At this year’s spring meetings of the IMF, G. Šimkus will meet Bo Li, deputy managing director of the IMF, Kristalina Georgieva, to discuss current affairs and operational priorities of the cooperation between the Bank of Lithuania and the IMF. There will also be regular institutional events and meetings with colleagues from the Nordic and Baltic countries, the perspectives of the world economy will be examined and IMF policy discussed. In addition, G. Šimkus will participate in an event organized by the Bretton Woods Renewal Committee, where together with the Governor of the Central Bank of Portugal, Mario Centeno, and other participants, he will discuss solutions to overcome the challenges of European competitiveness.
During the bilateral meetings, G. Šimkus will pay a lot of attention to the IMF’s support to Ukraine, which is suffering from the war. The implementation of the IMF program approved a year ago and ways to solve possible challenges will be discussed with the Chairman of the Central Bank of Ukraine Andriy Pyshnyy, the Ukrainian representative of the IMF Vladyslav Rashkovan, representatives of the IMF mission to Ukraine, as well as at the highest level with Bo Li, the Deputy Managing Director of the IMF.

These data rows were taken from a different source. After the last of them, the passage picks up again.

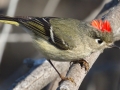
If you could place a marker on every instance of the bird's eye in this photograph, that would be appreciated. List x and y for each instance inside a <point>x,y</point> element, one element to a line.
<point>99,41</point>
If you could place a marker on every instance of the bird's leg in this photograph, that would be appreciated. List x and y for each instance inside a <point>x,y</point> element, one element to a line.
<point>83,63</point>
<point>62,77</point>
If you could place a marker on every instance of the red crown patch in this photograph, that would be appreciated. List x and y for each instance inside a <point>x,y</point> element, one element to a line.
<point>101,25</point>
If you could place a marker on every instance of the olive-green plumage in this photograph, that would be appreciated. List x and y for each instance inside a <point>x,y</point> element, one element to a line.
<point>62,39</point>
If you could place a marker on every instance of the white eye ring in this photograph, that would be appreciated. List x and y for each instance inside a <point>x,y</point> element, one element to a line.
<point>99,41</point>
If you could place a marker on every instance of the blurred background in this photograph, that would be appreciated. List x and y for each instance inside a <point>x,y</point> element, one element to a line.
<point>16,45</point>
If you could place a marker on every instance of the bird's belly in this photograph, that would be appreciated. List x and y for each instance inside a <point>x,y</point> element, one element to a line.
<point>51,52</point>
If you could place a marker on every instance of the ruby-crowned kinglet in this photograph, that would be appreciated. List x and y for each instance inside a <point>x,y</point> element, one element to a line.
<point>65,39</point>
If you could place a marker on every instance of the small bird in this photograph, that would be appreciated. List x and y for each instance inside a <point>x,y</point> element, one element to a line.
<point>65,39</point>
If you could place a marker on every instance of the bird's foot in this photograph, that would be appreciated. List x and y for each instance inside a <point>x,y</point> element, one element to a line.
<point>83,63</point>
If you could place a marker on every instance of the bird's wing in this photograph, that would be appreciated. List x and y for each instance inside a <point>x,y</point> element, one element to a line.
<point>58,31</point>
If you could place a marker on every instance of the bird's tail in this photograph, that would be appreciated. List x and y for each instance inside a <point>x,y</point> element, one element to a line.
<point>8,20</point>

Last month, the IMF’s executive board approved the third review of the IMF’s program for Ukraine and disbursed the fourth tranche of the loan, totaling $15.6 billion. program worth US dollars, the IMF has already lent 5.4 billion to Ukraine. US dollars. Despite the difficult war situation, the Ukrainian authorities, with the help of the IMF, manage to ensure the macroeconomic stability of the country, and the determination and responsibility they show in implementing the IMF’s conditions is exemplary, so the program is implemented smoothly. Uncertainty about foreign financial support for Ukraine was reduced by the European Union’s agreement on 50 billion. EUR 4.5 billion of the support package. Part of the euro reached Ukraine in March of this year. It is especially important that international financial support reaches Ukraine on time and in the agreed amount.